Even going out one layer to the source material doesn't get you closer to a story based on the truth. According to Britannica, "Heart of Darkness" is based on Conrad's own experiences as the captain of a riverboat in the Belgian Congo. But the actual plot of the book — the quest for Colonel Kurtz and the circumstances of his mysterious sway over both Africans and Europeans in the jungle — is purely fictional.

What true-life elements might have been borrowed for Apocalypse Now Redux?

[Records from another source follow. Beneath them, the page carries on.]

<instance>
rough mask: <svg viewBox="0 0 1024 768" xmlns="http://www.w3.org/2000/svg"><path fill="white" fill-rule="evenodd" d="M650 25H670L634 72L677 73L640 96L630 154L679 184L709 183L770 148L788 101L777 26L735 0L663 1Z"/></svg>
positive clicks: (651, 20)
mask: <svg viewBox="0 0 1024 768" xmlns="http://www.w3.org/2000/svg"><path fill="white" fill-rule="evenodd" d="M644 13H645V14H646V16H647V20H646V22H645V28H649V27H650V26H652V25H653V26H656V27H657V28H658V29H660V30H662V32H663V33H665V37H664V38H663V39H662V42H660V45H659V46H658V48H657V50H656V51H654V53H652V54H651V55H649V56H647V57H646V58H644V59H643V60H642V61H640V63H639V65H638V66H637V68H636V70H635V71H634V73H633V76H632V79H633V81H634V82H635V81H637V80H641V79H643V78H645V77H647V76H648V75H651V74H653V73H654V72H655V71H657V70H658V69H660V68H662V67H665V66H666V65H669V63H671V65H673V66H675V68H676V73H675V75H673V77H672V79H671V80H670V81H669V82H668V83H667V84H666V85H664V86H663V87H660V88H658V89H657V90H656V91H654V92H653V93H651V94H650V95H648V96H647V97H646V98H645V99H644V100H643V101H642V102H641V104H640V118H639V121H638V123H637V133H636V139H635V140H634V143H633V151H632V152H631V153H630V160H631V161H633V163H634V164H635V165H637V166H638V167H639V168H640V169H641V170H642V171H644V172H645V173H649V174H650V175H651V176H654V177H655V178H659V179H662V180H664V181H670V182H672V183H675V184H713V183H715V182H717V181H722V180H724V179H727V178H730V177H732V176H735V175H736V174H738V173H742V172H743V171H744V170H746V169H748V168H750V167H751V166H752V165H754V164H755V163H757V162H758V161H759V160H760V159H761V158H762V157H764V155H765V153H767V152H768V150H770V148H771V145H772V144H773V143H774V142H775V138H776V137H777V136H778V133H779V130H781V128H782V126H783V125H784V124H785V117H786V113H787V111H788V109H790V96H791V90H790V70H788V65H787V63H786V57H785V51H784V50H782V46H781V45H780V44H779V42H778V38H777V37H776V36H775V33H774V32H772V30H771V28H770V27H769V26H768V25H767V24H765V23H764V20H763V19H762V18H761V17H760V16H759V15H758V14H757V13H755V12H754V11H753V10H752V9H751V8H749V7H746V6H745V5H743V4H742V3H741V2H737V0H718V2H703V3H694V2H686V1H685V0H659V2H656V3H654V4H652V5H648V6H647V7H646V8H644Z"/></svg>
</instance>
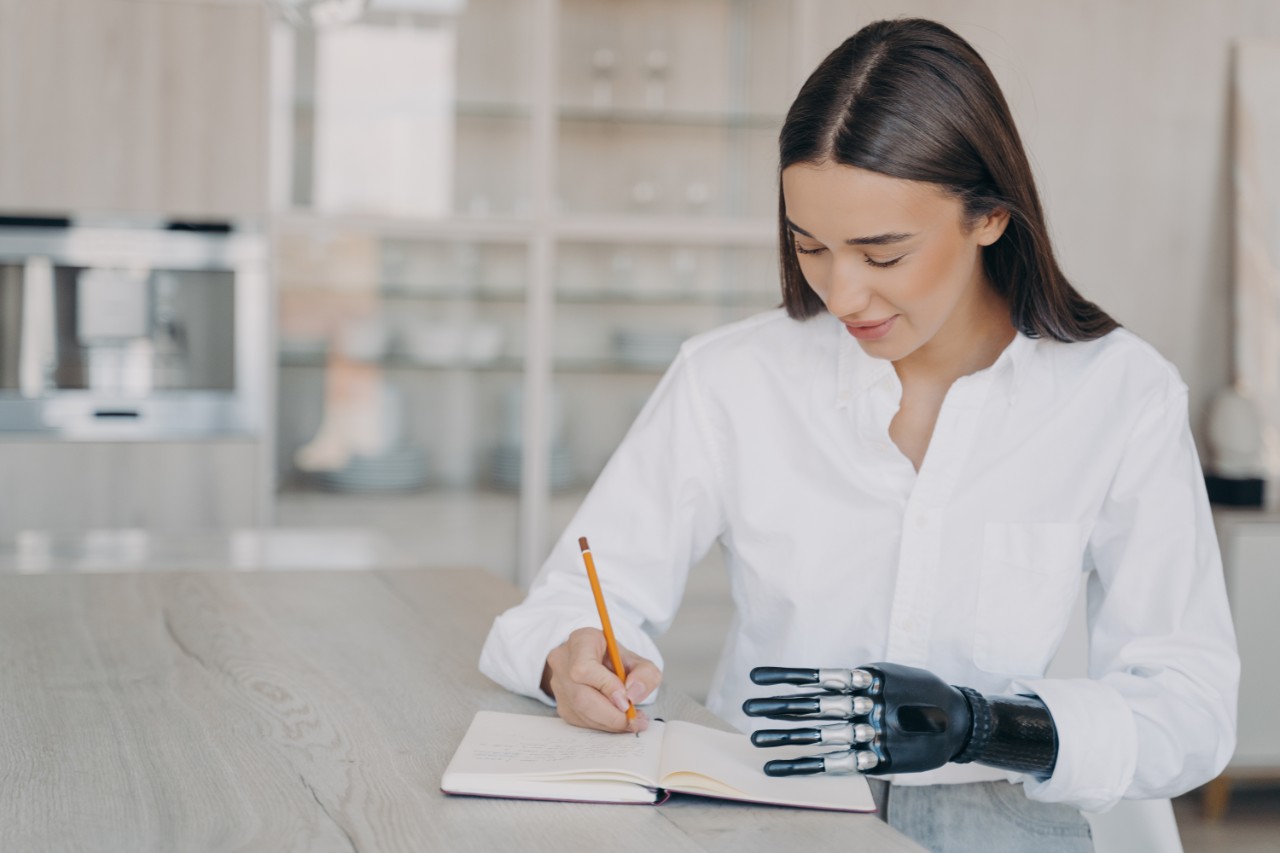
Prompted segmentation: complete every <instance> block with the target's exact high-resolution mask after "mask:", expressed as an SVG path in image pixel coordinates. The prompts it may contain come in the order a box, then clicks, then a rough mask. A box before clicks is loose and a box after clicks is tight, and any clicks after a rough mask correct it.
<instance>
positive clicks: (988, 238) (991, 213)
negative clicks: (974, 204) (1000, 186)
mask: <svg viewBox="0 0 1280 853" xmlns="http://www.w3.org/2000/svg"><path fill="white" fill-rule="evenodd" d="M1007 227H1009V209H1007V207H996V209H995V210H992V211H991V213H989V214H987V215H984V216H980V218H979V219H978V225H977V228H974V231H975V232H977V234H978V245H979V246H991V245H992V243H993V242H996V241H997V240H1000V237H1001V236H1002V234H1004V233H1005V228H1007Z"/></svg>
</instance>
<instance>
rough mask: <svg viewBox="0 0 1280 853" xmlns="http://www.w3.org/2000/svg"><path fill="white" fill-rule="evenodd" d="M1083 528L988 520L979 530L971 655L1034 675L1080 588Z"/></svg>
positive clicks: (989, 664) (995, 668) (979, 665)
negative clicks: (971, 647) (991, 522)
mask: <svg viewBox="0 0 1280 853" xmlns="http://www.w3.org/2000/svg"><path fill="white" fill-rule="evenodd" d="M1085 539H1087V530H1085V528H1084V525H1082V524H1075V523H1029V524H1028V523H1016V524H1010V523H989V524H987V526H986V529H984V530H983V543H982V574H980V579H979V589H978V608H977V626H975V629H974V644H973V662H974V665H975V666H978V669H980V670H986V671H987V672H998V674H1001V675H1009V676H1018V675H1023V676H1039V675H1042V674H1043V671H1044V667H1046V666H1047V665H1048V662H1050V658H1052V657H1053V652H1055V651H1056V649H1057V644H1059V642H1060V640H1061V638H1062V633H1064V631H1065V630H1066V624H1068V620H1069V619H1070V617H1071V610H1073V607H1074V605H1075V598H1076V594H1078V592H1079V587H1080V574H1082V571H1083V567H1084V546H1085Z"/></svg>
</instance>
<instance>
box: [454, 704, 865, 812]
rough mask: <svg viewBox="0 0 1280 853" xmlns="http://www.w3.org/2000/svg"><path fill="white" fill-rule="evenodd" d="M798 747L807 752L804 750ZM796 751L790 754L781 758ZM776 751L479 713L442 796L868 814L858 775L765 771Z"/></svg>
mask: <svg viewBox="0 0 1280 853" xmlns="http://www.w3.org/2000/svg"><path fill="white" fill-rule="evenodd" d="M801 752H803V751H801ZM791 754H799V753H797V752H790V753H787V756H791ZM778 757H783V754H781V752H780V751H773V749H771V751H767V752H765V751H763V749H758V748H755V747H753V745H751V742H750V740H749V739H748V736H746V735H742V734H736V733H727V731H719V730H716V729H708V727H707V726H700V725H696V724H692V722H684V721H678V720H676V721H671V722H663V721H660V720H654V721H652V722H650V725H649V729H648V730H645V731H643V733H641V734H640V736H639V738H636V736H635V735H631V734H608V733H604V731H593V730H590V729H579V727H576V726H571V725H570V724H567V722H564V721H563V720H561V719H559V717H547V716H530V715H522V713H499V712H497V711H480V712H477V713H476V716H475V719H474V720H472V721H471V727H470V729H467V734H466V735H465V736H463V738H462V743H461V744H458V749H457V752H456V753H454V754H453V760H452V761H451V762H449V766H448V767H447V768H445V770H444V777H443V779H442V780H440V789H442V790H443V792H444V793H447V794H471V795H477V797H513V798H524V799H554V800H566V802H591V803H658V802H662V800H663V799H666V795H667V793H669V792H678V793H681V794H695V795H698V797H716V798H719V799H740V800H746V802H754V803H773V804H778V806H797V807H801V808H829V809H837V811H846V812H873V811H876V803H874V800H873V799H872V793H870V788H869V786H868V785H867V780H865V779H863V777H861V776H788V777H783V779H777V777H772V776H765V775H764V771H763V770H760V767H762V765H763V763H764V761H765V760H767V758H778Z"/></svg>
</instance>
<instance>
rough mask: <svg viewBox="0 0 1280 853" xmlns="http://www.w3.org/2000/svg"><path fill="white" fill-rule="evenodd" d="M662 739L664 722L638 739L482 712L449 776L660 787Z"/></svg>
mask: <svg viewBox="0 0 1280 853" xmlns="http://www.w3.org/2000/svg"><path fill="white" fill-rule="evenodd" d="M662 736H663V724H660V722H654V724H652V725H650V726H649V729H648V730H646V731H643V733H641V734H640V736H639V738H636V736H635V735H632V734H611V733H605V731H594V730H590V729H580V727H577V726H571V725H570V724H567V722H564V721H563V720H561V719H559V717H541V716H531V715H522V713H502V712H498V711H479V712H476V716H475V719H474V720H472V721H471V727H470V729H467V734H466V735H465V736H463V738H462V743H461V744H458V749H457V752H456V753H454V756H453V760H452V761H451V762H449V767H448V768H447V770H445V776H494V775H497V776H512V777H524V779H549V777H556V779H575V777H576V779H622V780H631V781H635V783H636V784H641V785H649V786H655V785H657V777H658V762H659V758H660V747H662Z"/></svg>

So the core of the "Apocalypse Now Redux" story was drawn from Joseph Conrad, with the American war machine replacing European colonial exploitation. But the details were filled in from a variety of other sources, including Dante's Inferno and liberal quotations from the poetry of T.S. Eliot. And, yes, some true-to-life elements as well.

The history of the Vietnam War had no shortage of memorable characters, and so John Milius, Francis Ford Coppola, and the various actors involved would draw on some of these for their portrayals of characters such as Robert Duvall's Lieutenant Colonel Kilgore or Dennis Hopper's photojournalist acolyte of Colonel Kurtz. In fact, obituaries for the CIA operative Tony Poshepny, including one in the Bangkok Post, sometimes claimed him to be the inspiration for "Apocalypse Now Redux's" Kurtz because of his experience running secret campaigns and resorting to gruesome tactics to terrify the opposition. But a profile of Poshepny in SF Weekly cites an interview with Coppola where he says more was drawn from Green Beret Col. Robert Rheault.

If you really are a dedicated "truth is stranger than fiction" person, then luckily for you, the "Apocalpyse New Redux" itself plays its part in a heck of a true story that has been documented on film. The 1991 documentary "Hearts of Darkness: A Filmmaker's Apocalypse" details the absolute nightmare of a time Coppola, his cast, and his crew had trying to get the film made, which included casting changes, damage from Typhoon Olga that wrecked sets and delayed filming, and the difficulties of working with Marlon Brando — all as Coppola wrestled with delays and budget overruns.